AP does not agree. In the countersuit, the company said that "Fairey has done nothing that would excuse his blatant copying of, and creation of derivative works based on, the [AP photo]," Reuters reported. AP said that the image has been copied in its entirety and that Fairey has illegally profited off the hundreds of thousands of stickers, t-shirts and other merchandise bearing the image.
"This lawsuit is about protecting the content that The Associated Press and its journalists produce every day, with creativity, at great cost, and often at great risk," said Tom Curley, president and CEO of AP.
In order to win the suit, Fairey needs to prove to the court that his poster was "transformative" of the original photograph instead of mainly "derivative." There is no universal standard for transformation so the decision will depend on the conclusion of the judges. Fairey may also need to deal with the effect his poster may have had on the original value of the photo.

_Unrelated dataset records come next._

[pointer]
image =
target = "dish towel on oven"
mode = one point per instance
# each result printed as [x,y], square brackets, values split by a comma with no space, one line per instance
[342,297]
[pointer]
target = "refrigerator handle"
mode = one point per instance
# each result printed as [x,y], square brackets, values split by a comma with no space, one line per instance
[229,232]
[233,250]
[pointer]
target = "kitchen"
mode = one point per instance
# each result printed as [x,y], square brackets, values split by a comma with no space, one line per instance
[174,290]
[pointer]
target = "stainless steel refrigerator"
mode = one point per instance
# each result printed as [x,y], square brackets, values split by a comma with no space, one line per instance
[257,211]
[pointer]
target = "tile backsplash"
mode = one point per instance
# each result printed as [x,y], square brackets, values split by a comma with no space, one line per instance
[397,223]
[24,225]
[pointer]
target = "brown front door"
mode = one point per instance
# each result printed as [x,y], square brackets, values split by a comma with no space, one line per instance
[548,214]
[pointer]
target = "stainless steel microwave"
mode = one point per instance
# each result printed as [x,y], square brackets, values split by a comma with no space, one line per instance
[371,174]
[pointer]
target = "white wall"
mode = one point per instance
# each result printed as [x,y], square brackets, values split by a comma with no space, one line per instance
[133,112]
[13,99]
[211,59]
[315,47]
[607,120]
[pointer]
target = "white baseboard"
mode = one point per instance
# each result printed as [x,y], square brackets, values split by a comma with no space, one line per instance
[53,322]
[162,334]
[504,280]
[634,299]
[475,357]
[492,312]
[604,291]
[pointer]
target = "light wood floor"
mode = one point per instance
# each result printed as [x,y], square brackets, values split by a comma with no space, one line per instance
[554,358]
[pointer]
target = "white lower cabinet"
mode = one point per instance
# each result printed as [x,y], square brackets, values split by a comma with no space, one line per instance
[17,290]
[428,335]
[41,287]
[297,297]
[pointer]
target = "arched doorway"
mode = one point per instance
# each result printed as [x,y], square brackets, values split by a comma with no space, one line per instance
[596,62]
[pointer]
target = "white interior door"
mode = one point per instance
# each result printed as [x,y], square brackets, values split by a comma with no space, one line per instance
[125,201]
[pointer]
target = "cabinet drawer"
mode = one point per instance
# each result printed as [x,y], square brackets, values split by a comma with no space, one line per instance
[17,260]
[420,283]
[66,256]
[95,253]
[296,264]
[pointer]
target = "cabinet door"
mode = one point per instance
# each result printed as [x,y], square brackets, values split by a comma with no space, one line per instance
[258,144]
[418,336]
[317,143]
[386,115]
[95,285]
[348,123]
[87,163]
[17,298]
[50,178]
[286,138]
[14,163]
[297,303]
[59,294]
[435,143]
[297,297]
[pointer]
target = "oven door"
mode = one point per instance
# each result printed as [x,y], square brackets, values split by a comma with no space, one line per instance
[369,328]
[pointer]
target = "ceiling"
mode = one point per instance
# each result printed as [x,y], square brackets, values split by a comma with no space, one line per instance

Besides the HOPE poster, Fairey is known for his viral street art, including the widespread "Obey Giant" sticker and graffiti campaign. As a graphic designer, he also produced artwork for music groups and companies such as Pepsi and Netscape.
The New Yorker art critic Peter Schjeldahl called the HOPE poster "the most efficacious American political illustration since 'Uncle Sam Wants You,'" and the Smithsonian Institute National Portrait Gallery acquired the poster in January. Obama sent Fairey a thank-you letter in February 2008, saying:
"I would like to thank you for using your talent in support of my campaign. The political messages involved in your work have encouraged Americans to believe they can change the status-quo. Your images have a profound effect on people, whether seen in a gallery or on a stop sign. I am privileged to be a part of your artwork and proud to have your support."
Interestingly, in their lawsuit, AP points out that copying other artists' work "is part and parcel of [Fairey`s] willful practice of ignoring the property rights of others for his own commercial advancement." Two Boston globe editorials talk about Fairey's alleged use of other people's art as well as his "cease and desist" notices to artist Baxter Orr, who has made art based on Fairey's Obey Giant.
As for Garcia, the New York Times quoted him as saying "If you put all the legal stuff away, I'm so proud of the photograph and that Fairey did what he did artistically with it, and the effect it's had."